BOGOTA, Colombia -- With yesterday's surrender of top drug trafficker Fabio Ochoa, a member of the Medellin cartel, President Cesar Gaviria saw the first fruits of a new policy that attempts to end a violent confrontation with Colombian drug lords.
After only four months in office, President Gaviria quietly has abandoned the policy favored by his predecessor, President Virgilio Barco, and approved by the United States, focusing instead on a legal battle.
Mr. Gaviria hopes that a mass surrender will eclipse any opposition in Colombia and the United States. And he hopes that if Colombian courts are able to process and condemn drug traffickers, that his justice system will gain strength.

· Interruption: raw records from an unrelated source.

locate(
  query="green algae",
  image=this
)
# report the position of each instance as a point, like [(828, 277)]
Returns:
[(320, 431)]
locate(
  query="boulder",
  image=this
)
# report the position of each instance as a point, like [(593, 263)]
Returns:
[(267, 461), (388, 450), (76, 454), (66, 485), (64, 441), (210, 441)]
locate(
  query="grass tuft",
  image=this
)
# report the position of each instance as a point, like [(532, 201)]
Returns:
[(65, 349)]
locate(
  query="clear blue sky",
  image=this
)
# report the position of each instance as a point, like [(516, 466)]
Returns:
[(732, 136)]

President Barco confronted drug traffickers with massive police actions and with threats of extradition to the United States.
At least 1,000 people died in the 18-month-long drug war, mostly in bomb attacks and other terrorist acts.
While Mr. Gaviria agrees that Mr. Barco's anti-traffickers campaign severely disrupted the operational power of the major drug organizations, especially the Medellin drug cartel, he feels the war also weakened the government, sources close to the Gaviria administration said.
"When Gaviria came into office, he knew he had to tackle drug trafficking in a different manner, otherwise he would have four years with violence similar to the last year of the Barco administration," said Juan Tokaltian, a political analyst.
Mr. Gaviria opted to find a way that reinforced the power of the state but that did not encourage a resumption of terrorist acts.
In ongoing negotiations with representatives of the traffickers, Mr. Gaviria has offered a way out through new laws and decrees and has dexterously paved the way for a possible mass surrender of major traffickers.
On Monday, Mr. Gaviria's government issued a decree targeted at drug traffickers who surrender to Colombian justice, guaranteeing that they will not be extradited.
As soon as Mr. Gaviria took office Aug. 7, he demilitarized several towns that are known areas where traffickers live and work. He continued police actions against the drug lords, killing Gustavo Gaviria, cousin of Medellin cartel drug lord Pablo
Escobar, but the police actions were shadowed by the government's new legal approach.
When his government issued his first proposal in September, Mr. Gaviria warned traffickers that his government would lash out if terrorist acts were resumed.
The cartel had called for a unilateral cease-fire a few days before Mr. Gaviria took office. The traffickers kidnapped nine journalists in August and September but did not resume the war against the government.
"If they surrender in mass, go to trial and serve a sentence, our justice system would have won," a top government source said. "The important fact is not how long they stay in prison, but that they go before a Colombian judge and serve their sentences."